Detailed manual scoring criteria are listed below:
Fluency
- Highly incoherent; extremely difficult to understand.
- Significant incoherence; only fragments are meaningful.
- Some incoherence, but the general meaning is still conveyed.
- Mostly fluent with minor errors or awkwardness.
- Perfectly fluent, clear, and error-free.
Emotion
- Emotionally inappropriate or chaotic.
- Obvious emotional flaws or exaggeration.
- Average emotional expression with limited depth.
- Good emotional expression with appropriate intensity.
- Excellent, nuanced, and highly appropriate emotional expression.
Acceptance
- Strong emotional resistance is triggered.
- High likelihood of emotional resistance.
- Possible emotional resistance.
- Rare emotional resistance.
- No emotional resistance.
Effectiveness
- Worsens the seeker’s emotional distress.
- Potentially increases emotional stress.

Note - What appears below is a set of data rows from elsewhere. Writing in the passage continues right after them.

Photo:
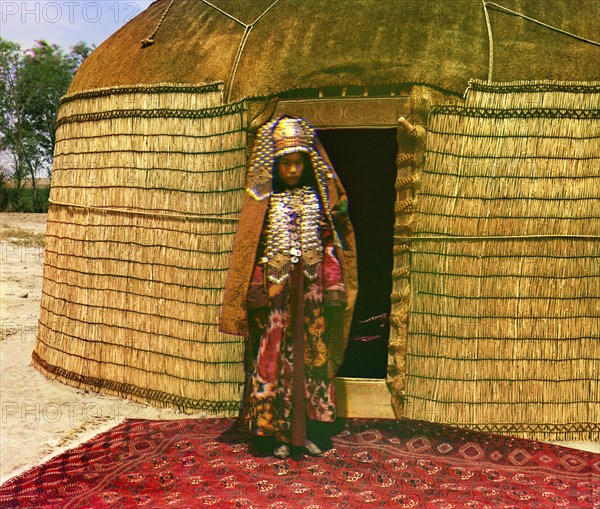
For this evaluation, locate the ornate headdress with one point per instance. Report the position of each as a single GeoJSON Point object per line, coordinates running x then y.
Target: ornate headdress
{"type": "Point", "coordinates": [284, 135]}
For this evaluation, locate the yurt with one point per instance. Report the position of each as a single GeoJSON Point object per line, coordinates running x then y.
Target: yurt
{"type": "Point", "coordinates": [466, 134]}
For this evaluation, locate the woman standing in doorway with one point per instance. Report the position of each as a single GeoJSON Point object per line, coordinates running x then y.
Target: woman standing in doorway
{"type": "Point", "coordinates": [291, 285]}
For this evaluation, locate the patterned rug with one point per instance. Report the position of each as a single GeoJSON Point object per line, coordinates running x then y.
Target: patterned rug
{"type": "Point", "coordinates": [372, 464]}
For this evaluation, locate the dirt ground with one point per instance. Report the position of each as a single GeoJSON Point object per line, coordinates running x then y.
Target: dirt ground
{"type": "Point", "coordinates": [41, 417]}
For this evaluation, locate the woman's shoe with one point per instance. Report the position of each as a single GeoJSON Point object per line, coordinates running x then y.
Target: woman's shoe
{"type": "Point", "coordinates": [281, 451]}
{"type": "Point", "coordinates": [312, 449]}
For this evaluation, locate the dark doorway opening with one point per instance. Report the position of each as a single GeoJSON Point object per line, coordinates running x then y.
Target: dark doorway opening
{"type": "Point", "coordinates": [365, 160]}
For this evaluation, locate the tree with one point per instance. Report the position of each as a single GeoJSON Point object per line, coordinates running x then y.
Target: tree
{"type": "Point", "coordinates": [32, 83]}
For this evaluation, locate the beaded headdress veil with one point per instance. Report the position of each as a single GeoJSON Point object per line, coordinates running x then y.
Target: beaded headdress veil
{"type": "Point", "coordinates": [284, 135]}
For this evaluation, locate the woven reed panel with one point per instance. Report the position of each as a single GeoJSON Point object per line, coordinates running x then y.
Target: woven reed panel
{"type": "Point", "coordinates": [146, 187]}
{"type": "Point", "coordinates": [504, 331]}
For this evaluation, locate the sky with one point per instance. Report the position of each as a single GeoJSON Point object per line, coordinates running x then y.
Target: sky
{"type": "Point", "coordinates": [65, 22]}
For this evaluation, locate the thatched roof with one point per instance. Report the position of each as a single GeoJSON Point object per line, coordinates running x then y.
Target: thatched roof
{"type": "Point", "coordinates": [316, 43]}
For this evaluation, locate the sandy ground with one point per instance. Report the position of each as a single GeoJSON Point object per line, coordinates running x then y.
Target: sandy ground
{"type": "Point", "coordinates": [41, 417]}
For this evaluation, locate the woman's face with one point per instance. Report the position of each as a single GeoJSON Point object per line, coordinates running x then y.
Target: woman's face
{"type": "Point", "coordinates": [290, 168]}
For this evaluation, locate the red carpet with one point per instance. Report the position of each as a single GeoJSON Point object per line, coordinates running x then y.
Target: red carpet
{"type": "Point", "coordinates": [373, 464]}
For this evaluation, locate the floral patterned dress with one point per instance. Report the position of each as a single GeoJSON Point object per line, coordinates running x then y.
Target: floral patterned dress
{"type": "Point", "coordinates": [288, 377]}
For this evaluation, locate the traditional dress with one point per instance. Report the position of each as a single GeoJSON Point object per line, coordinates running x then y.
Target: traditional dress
{"type": "Point", "coordinates": [291, 287]}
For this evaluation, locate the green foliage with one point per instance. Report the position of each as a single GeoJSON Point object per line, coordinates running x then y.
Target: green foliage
{"type": "Point", "coordinates": [31, 85]}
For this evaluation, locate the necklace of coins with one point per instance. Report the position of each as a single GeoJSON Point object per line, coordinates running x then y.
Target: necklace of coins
{"type": "Point", "coordinates": [293, 225]}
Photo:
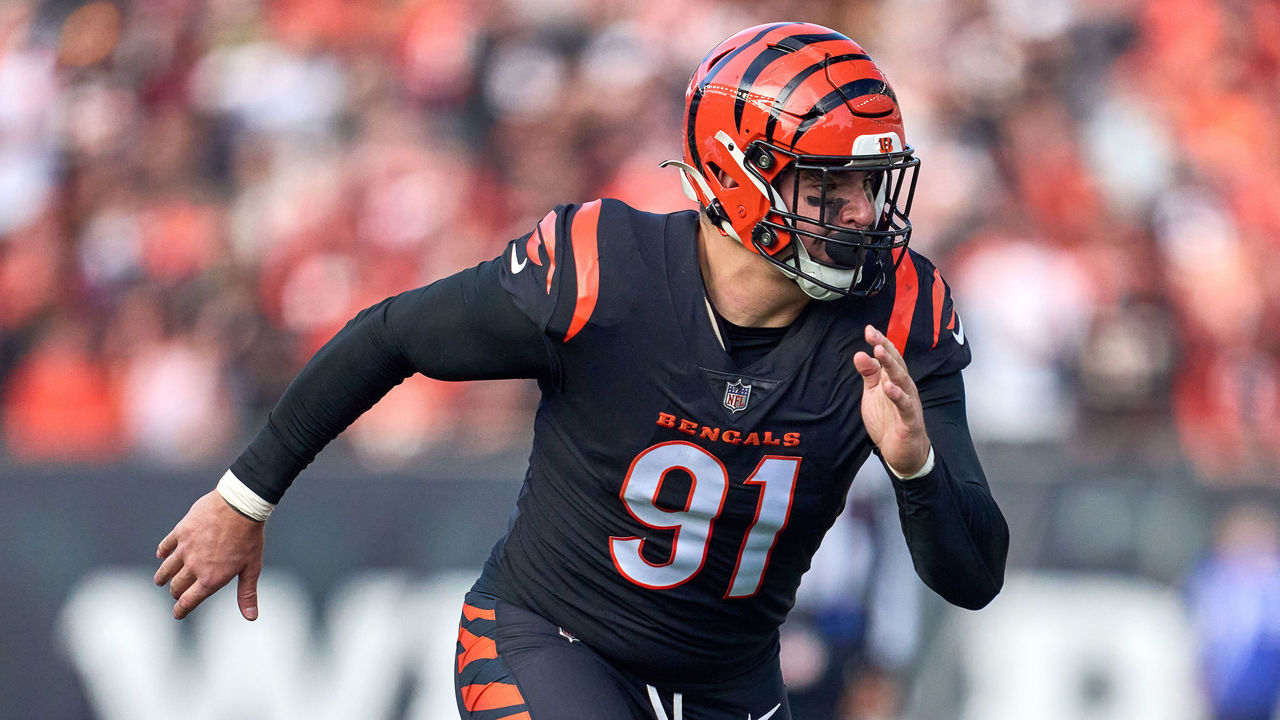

- Fails to change emotional intensity.
- Partially effective but overly complex or unclear.
- Highly effective in soothing emotions and providing support.
Sensitivity
- Incorrect assessment of the seeker’s state.
- Rash judgment without sufficient exploration.
- One-sided understanding of the seeker’s state.
- Partial understanding of the seeker’s situation.
- Accurate and well-tailored understanding.
Alignment
- Completely contradicts the predicted strategy.
- Slight deviation from the predicted strategy.
- Ambiguous alignment.
- Largely aligned with minor ambiguities.
- Fully consistent with the predicted strategy.
Satisfaction
- Extremely disappointing and unhelpful.
- Poor and incomplete response.
- Adequate but unremarkable.
- Clear and helpful with useful details.
- Excellent, comprehensive, and insightful.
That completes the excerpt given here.